Ellen Farren, ’57, was only a few years out of college when she left familiar New England behind for the unknowns of teaching in Japan. But, she headed abroad with confidence thanks to her Bridgewater State education.
“Bridgewater prepared me for life. I came as a very young, inexperienced, naïve girl,” recalled Farren, who grew up in Fall River and studied physical education. “They taught us to believe in ourselves. We didn’t have any fear.”
She was working in Connecticut when she saw an ad in The New York Times for a job teaching physical education in an English-speaking school in Japan. For an aspiring world traveler, it was an opportunity she couldn’t pass up. In fact, her new employer offered to fly her to Japan, but Farren opted for a lengthy journey at sea so she could see more of the world.
Farren lived with a Japanese family and immersed herself in the culture. She mastered the cab system, despite wondering initially if she could even tell a driver where she lived. And, she developed an affinity for Japanese woodblock prints and started collecting them.
After three years in Japan, she came back to the United States and taught physical education for 26 years at Copiague Junior High School on New York’s Long Island.

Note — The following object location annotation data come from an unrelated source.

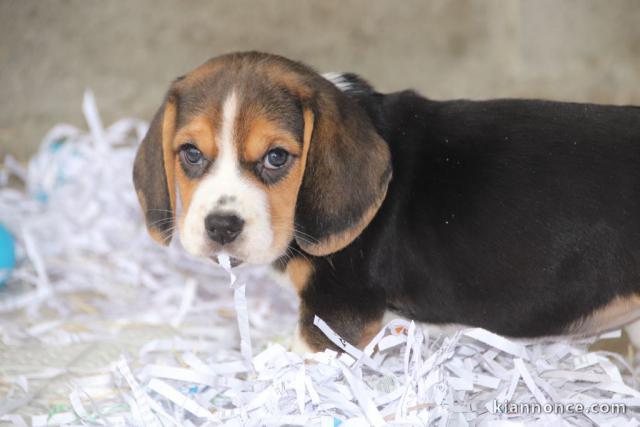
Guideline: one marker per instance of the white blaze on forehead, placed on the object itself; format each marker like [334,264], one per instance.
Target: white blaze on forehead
[243,198]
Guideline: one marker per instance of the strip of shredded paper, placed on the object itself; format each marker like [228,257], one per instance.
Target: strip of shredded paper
[90,278]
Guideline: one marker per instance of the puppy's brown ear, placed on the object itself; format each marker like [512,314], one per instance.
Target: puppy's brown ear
[347,172]
[153,173]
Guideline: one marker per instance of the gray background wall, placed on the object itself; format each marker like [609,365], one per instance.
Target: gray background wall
[128,51]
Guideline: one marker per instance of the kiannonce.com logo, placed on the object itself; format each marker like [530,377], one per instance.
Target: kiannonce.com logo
[507,407]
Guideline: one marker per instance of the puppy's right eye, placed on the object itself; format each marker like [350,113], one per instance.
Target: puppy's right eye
[191,155]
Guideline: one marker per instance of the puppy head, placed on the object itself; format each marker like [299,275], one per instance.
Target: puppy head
[261,151]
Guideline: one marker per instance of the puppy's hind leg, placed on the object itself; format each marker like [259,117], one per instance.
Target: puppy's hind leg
[354,314]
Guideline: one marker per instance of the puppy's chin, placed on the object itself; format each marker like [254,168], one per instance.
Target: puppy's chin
[234,261]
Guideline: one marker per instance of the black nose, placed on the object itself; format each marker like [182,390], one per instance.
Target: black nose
[223,228]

She never forgot her alma mater and recently returned to Bridgewater for the first time since graduating to donate more than two dozen of her prints to the university.
“We are so grateful for Ellen’s decision because this collection will transform the access our students have to see world-class Japanese prints,” said Dr. Brenda Molife, vice president for university advancement. “Our students won’t have to travel to Boston or Providence or New York. They can simply walk around the corner.”

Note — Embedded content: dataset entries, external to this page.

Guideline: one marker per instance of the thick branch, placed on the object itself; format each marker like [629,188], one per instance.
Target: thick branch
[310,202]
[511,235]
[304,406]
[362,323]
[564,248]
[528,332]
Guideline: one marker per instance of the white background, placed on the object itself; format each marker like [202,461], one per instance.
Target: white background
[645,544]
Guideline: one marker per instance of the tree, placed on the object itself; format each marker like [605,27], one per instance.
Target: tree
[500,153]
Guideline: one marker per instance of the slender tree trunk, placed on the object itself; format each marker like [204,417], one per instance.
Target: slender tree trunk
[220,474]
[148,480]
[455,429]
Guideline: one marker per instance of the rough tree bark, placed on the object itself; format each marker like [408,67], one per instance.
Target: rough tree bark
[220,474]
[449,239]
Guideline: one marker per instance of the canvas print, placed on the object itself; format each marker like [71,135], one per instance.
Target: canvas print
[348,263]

BSU art experts praised the breadth of the collection, which features works from the 1950s to 1970s and is on display in the Anderson Art Gallery and Maxwell Library through Aug. 14.

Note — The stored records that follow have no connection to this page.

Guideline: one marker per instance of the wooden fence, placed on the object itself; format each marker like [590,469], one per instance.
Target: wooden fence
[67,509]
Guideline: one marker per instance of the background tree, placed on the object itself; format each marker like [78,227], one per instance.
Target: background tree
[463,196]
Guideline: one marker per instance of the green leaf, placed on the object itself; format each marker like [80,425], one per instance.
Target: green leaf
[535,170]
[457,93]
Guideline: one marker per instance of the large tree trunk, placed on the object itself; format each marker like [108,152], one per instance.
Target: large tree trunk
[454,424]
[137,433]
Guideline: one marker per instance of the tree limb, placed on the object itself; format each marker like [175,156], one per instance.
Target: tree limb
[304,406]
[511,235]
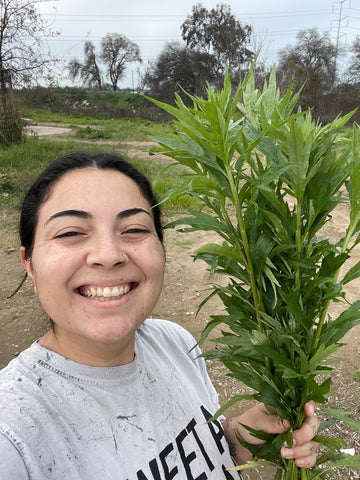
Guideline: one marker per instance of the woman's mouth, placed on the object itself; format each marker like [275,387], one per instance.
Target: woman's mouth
[104,294]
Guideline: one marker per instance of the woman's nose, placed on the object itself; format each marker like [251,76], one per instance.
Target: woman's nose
[107,251]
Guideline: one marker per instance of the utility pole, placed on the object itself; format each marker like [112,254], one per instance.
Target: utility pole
[341,18]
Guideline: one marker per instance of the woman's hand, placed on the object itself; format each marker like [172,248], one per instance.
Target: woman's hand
[303,450]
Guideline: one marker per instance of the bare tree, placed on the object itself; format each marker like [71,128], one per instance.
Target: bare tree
[116,52]
[217,32]
[177,68]
[23,57]
[88,71]
[311,61]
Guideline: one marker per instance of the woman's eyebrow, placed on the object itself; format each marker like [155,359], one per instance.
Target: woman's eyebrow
[131,211]
[82,214]
[69,213]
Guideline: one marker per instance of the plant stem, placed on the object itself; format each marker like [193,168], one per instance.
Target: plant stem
[350,232]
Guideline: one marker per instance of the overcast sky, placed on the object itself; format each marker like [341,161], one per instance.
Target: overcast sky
[153,23]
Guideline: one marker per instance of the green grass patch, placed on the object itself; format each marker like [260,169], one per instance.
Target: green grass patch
[20,164]
[117,129]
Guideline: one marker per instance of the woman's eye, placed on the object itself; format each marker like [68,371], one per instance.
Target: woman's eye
[68,234]
[135,230]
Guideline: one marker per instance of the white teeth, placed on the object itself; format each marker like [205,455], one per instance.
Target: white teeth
[106,293]
[115,292]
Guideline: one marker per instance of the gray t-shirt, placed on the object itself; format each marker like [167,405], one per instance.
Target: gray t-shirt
[146,420]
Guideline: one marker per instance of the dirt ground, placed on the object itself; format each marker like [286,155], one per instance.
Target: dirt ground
[186,282]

“I feel that my pictures have a home now,” Farren said at a celebration of the donation.
Several of Farren’s classmates – some of whom she hadn’t seen since college – attended the event. They toured campus, including Woodward Hall, where Farren lived as a student.
“I recognized it,” she said. “There certainly has been a lot of improvements. The whole campus is wonderful.”
She reflects fondly on her time at Bridgewater, including helping lead the physical education club. Perhaps most importantly, Bridgewater prepared her for a career where she could make a difference for children from around the world.
She encourages today’s BSU Bears to “really pay attention to what they’re doing. They’re about to get a wonderful boost to their life. (They should) enjoy their days, work hard and be thankful they found Bridgewater.”